比如用一個Grid，用Vellum Contraints 得到 distant contrainsts ，然后用Graph Color節點進行計算（結果默認寫入在一個整型color屬性上），最后用wrangle 顯示顏色（相同的color屬性顏色相同），如下圖，能夠看到，每一條邊（primitive）都與相鄰的邊的顏色不同。這樣讓顏色相同的contrainst在同一個Workset。不同顏色，不同的Workset。這樣在對constrait進行迭代計算時（是在opencl里面進行的），Opencl會根據Workset，同一個Workset才會一起平行計算。

當然，Vellum 中Graph Color的計算時在Vellum Solver內部，這里只是為了演示方便。

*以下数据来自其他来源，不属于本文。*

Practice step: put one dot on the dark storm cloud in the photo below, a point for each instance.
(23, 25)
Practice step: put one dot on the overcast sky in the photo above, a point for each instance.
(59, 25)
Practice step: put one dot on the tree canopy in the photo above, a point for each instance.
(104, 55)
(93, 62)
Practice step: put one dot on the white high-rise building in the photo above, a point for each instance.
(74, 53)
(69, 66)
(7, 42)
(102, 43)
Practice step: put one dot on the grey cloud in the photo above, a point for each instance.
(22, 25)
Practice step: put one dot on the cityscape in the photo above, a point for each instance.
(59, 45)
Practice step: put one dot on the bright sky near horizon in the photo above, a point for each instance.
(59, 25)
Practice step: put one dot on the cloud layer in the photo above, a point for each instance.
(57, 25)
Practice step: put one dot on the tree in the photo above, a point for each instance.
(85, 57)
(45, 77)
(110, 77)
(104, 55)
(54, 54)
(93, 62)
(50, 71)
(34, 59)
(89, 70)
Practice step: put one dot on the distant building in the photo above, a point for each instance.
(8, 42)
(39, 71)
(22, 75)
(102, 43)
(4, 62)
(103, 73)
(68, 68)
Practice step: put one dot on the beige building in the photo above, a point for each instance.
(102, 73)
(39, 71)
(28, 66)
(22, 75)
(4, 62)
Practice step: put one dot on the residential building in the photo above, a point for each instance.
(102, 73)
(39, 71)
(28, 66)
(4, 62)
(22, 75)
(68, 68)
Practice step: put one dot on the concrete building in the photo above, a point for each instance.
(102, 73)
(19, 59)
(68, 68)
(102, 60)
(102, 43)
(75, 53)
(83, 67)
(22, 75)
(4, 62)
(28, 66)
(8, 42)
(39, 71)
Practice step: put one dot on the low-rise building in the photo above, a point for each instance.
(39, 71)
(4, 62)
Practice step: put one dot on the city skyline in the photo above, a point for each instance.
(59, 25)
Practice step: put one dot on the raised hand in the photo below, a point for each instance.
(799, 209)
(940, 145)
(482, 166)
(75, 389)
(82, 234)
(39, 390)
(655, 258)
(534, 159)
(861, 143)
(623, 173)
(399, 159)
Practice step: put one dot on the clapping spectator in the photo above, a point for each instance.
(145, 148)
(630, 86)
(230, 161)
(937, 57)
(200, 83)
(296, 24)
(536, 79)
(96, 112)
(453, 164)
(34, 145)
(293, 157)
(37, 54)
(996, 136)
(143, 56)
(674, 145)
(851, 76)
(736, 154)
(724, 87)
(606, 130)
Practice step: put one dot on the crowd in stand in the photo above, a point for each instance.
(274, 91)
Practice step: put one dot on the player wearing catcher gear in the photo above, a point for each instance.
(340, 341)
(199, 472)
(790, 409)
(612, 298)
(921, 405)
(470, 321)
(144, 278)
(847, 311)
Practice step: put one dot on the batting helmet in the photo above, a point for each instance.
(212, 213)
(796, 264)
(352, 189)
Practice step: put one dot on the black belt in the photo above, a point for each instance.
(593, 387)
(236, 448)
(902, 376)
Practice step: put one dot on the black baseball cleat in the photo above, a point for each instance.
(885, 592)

另個案例了解Vellum Solver 中的 Graph Color

新建個一個Grid，選中兩邊的點，給Pin Constraints，把兩邊定住。加 distant constraints ( Vellum Constraint 選 Distant along edges)，設置如下圖。注意Stiffness設置為最大(10*1e+10)，這種材質現實中是沒有彈性的，但是我們又把Rest Length Scale設置為0.5，Vellum Solver會迫使它壓縮（現實中這種材質的布料是不存在的）。然后把Vellum Solver的 Smooth Iteration 設置為0（這步很重要）。結算。

結算后發現，有的邊的長度縮短大致0.5倍，有的反而被拉長了。用Graph Color查看，發現拉伸邊長的是同一個顏色，即作為同一個WorkSet在opencl中並行計算的。如下圖：

這是因為黃色的邊做一個同一個Workset首先在opencl中運算，紅色和藍色在黃色后面分別進行運算，這樣導致錯誤都轉嫁到了第一次計算的邊上（這里的錯誤是指，設置了Rest Length Scale為0.5倍，紅色和藍色都正確壓縮了，黃色反而拉長了，這是錯誤的，不是我們想要的）。

Graph Color 的算法分析

下面分析下Graph Color節點里面的算法。新建一個Grid，Graph Color， Color（random from attributes）。

進入Graph Color內部，主要分析最左邊這路（Connectivity 為Primtive），Contraints運算的時候也是以Primtive為單位。

（1）create_color_attrib

創建 color (Integer)primitive屬性

（2）find_npts

把當前primitive總共有多少鄰居記錄在屬性 @__npts屬性上。

i@__npts = len(primpoints(0, @primnum));

（3）color_high_valence （Run Over Detail ）

這步主要是把鄰居多的primitive篩選出來（Graph Color 的參數Max Valence設置閾值，默認20），單獨計算。因為進入opencl進行並行計算時，需要把鄰居primitive寫入在一個array數組里，如果相鄰的鄰居太多，會造成存儲和計算時間的極大浪費。挑其中比較重要的代碼部分進行分析：

下面的代碼把篩選出來的符合條件的primitve（@__npts>maxvalence）存入在prims數組里面。　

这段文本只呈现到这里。